Several studies have shown that those who consume breakfast tend to be skinnier and healthier compared to those who skip out on breakfast. On the other hand, studies have also found that breakfast-skippers tend to have heart problems.
Skipping breakfast is bad for your heart
The findings of the latest research suggest that individuals who skip breakfast are at a higher risk of atherosclerosis—hardening of the arteries. But the link between the factors is not as direct as you think. As explained by co-author Valentin Fuster, “People who skip breakfast, not only do they eat late and in an odd fashion, but [they also] have a poor lifestyle.”
The study was part of a larger study that examined how the disease progresses in arteries over time.
It looked at the health and diets of 4,052 middle-aged bank workers with no previous history of cardiovascular disease.
All participants answered detailed questionnaires about what they ate over the last 15 days. Other measures of health were also detailed, including cholesterol, body mass index, smoking status, education level, and level of physical activity.
The researchers found that compared to those who consume at least 20 percent of their daily calories at breakfast, those who skip out on or have a small breakfast are more likely to show signs of atherosclerosis.
Among those who consumed a high-energy breakfast, only 57 percent showed sub-clinical atherosclerosis compared to 75 percent among those who skipped breakfast. The findings still remained even after factoring in other health measures.
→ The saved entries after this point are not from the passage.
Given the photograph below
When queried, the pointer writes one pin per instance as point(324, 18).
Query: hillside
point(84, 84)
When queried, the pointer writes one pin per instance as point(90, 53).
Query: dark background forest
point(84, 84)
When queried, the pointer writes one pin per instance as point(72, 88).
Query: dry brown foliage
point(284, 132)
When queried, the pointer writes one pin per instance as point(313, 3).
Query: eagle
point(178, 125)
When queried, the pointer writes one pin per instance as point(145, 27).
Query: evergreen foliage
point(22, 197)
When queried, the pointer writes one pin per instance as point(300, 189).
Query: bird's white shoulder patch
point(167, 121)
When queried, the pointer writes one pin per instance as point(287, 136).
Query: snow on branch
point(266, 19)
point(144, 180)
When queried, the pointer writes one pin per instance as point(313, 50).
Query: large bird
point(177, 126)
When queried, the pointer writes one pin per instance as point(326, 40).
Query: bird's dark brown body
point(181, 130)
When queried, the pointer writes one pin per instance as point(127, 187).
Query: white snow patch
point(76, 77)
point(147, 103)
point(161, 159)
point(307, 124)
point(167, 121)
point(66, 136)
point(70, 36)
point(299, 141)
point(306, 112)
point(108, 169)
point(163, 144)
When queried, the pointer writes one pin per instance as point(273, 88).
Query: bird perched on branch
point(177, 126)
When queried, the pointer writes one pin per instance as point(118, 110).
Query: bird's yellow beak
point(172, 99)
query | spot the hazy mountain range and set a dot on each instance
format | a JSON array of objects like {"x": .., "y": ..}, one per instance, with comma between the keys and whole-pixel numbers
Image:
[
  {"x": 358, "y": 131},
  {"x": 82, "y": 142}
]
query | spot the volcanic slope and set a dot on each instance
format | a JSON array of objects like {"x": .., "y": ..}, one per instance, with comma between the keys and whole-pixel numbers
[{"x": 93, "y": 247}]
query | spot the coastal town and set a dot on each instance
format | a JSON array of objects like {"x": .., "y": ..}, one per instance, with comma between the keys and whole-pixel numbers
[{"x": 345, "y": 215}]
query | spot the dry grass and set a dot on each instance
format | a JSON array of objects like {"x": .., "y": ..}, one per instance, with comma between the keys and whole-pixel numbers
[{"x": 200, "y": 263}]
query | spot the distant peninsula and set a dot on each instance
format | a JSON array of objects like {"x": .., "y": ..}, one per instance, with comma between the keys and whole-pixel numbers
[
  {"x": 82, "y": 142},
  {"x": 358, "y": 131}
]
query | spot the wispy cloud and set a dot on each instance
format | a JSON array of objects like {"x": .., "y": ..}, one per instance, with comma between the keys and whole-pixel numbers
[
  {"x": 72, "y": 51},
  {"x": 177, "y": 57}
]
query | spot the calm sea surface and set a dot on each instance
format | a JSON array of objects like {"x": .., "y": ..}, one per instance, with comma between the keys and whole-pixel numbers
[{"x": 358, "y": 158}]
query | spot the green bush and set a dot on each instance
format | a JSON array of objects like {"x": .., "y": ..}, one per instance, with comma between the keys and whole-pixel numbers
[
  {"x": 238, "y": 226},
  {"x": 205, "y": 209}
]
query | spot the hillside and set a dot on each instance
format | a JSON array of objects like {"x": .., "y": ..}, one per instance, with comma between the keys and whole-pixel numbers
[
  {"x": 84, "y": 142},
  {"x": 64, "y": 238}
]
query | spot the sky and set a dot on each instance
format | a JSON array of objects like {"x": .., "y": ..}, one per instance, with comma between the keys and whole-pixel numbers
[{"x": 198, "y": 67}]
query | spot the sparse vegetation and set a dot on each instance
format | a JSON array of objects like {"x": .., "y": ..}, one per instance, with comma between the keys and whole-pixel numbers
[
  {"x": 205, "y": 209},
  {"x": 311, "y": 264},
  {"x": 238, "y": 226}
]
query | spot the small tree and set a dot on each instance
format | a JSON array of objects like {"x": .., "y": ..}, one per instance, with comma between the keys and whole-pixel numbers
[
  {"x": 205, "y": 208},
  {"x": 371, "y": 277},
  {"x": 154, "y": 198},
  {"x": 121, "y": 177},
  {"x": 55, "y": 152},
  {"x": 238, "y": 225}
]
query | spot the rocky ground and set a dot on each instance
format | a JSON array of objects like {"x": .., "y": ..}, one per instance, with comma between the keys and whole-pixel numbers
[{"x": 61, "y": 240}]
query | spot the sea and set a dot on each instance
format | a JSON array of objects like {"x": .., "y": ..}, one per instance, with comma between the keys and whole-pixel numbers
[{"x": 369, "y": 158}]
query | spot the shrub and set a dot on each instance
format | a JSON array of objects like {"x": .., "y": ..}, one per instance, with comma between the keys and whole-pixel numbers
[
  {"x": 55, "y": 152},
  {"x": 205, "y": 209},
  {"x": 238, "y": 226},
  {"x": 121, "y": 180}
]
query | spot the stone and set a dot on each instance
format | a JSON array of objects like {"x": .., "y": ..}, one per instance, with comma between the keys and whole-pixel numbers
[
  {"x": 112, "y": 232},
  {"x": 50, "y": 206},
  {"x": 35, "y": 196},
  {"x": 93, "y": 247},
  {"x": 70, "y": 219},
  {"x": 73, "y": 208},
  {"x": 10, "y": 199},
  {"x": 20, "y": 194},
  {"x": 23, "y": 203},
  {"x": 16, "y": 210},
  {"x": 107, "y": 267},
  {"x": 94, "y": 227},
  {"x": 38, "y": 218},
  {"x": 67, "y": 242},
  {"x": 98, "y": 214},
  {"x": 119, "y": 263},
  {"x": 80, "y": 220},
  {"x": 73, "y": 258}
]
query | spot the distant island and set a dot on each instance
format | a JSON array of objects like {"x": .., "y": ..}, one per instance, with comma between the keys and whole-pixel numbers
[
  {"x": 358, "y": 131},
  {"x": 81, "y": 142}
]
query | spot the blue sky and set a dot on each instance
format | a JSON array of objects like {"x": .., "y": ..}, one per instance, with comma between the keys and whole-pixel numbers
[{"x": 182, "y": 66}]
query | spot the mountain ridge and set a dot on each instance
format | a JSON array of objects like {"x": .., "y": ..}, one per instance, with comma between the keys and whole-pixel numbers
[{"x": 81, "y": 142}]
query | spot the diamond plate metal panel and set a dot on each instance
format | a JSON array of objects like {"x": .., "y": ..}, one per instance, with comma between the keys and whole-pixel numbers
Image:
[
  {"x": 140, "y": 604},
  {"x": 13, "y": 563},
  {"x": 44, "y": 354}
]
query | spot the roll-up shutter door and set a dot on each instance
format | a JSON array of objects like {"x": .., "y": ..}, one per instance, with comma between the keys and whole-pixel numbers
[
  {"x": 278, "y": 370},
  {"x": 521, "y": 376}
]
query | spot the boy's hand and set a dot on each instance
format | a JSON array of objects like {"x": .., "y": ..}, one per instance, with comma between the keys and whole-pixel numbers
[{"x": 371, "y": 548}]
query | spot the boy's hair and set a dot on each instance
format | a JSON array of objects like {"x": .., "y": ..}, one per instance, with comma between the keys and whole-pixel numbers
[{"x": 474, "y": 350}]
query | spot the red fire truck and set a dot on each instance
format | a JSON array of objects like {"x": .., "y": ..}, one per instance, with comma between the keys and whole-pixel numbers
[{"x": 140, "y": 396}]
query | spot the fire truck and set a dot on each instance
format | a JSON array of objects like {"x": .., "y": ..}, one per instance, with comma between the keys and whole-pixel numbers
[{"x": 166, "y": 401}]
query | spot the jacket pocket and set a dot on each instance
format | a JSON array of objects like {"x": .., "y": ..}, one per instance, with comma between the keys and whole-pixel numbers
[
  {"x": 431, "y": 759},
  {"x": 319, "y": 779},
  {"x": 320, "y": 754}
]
The researchers suggest that skipping breakfast harms the body’s internal clock, which results in individuals consuming more calories at unusual times.
Fuster added, “Skipping breakfast in the morning by itself is not the problem; the problem is what you eat afterward.” Fuster also found that those who skipped breakfast were more likely to be overweight, have high blood pressure, consume alcohol, smoke, and eat high levels of red meat.
Skipping breakfast is not only detrimental for weight management, but it can also contribute to other unhealthy lifestyle factors that can all negatively impact a person’s heart health. Therefore, instead of skip breakfast or opting for an unhealthy breakfast, choose a protein-packed breakfast that supports energy levels and blood sugar levels.